Homogénéité et distinction

De
Le plus important des paradigmes en sciences sociales veut que la compétence linguistique, ainsi que la production des idées, s’expliquent principalement par référence à l’origine familiale, en fonction notamment du statut socioéconomique des parents. Ce livre met en évidence le caractère obsolète, voire erroné, d’une telle position. À l’heure actuelle, deux positions s’affrontent en sciences humaines : la première soutient que les sociétés postmodernes évoluent vers la diversification des comportements, allant même jusqu’à s’interroger sur la possibilité, pour l’humain, de vivre en collectivité ; la deuxième annonce l’homogénéité des consciences et des actions et prédit la fin des différences entre les individus. Ce livre démontre que ces positions sont toutes deux à la fois vraies et fausses.
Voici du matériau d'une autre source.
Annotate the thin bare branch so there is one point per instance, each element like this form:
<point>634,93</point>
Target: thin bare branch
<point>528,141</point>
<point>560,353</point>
Cette étude appuie son propos sur des données originales : des textes rédigés par des jeunes dans divers pays et des questionnaires auxquels ces jeunes ont répondu, des dizaines de codifications de ces textes et de ces questionnaires. La recherche repose sur une collecte de données complexe effectuée dans trois pays (le Canada, la France et la Tunisie) et sur cinq groupes linguistiques (les Canadiens français, les Canadiens anglais, les Français, les Tunisiens francisants et les Tunisiens arabisants). L'un des tours de force de l'ouvrage est d'avoir réussi à opérationnaliser ces hypothèses afin d'en vérifier le statut scientifique.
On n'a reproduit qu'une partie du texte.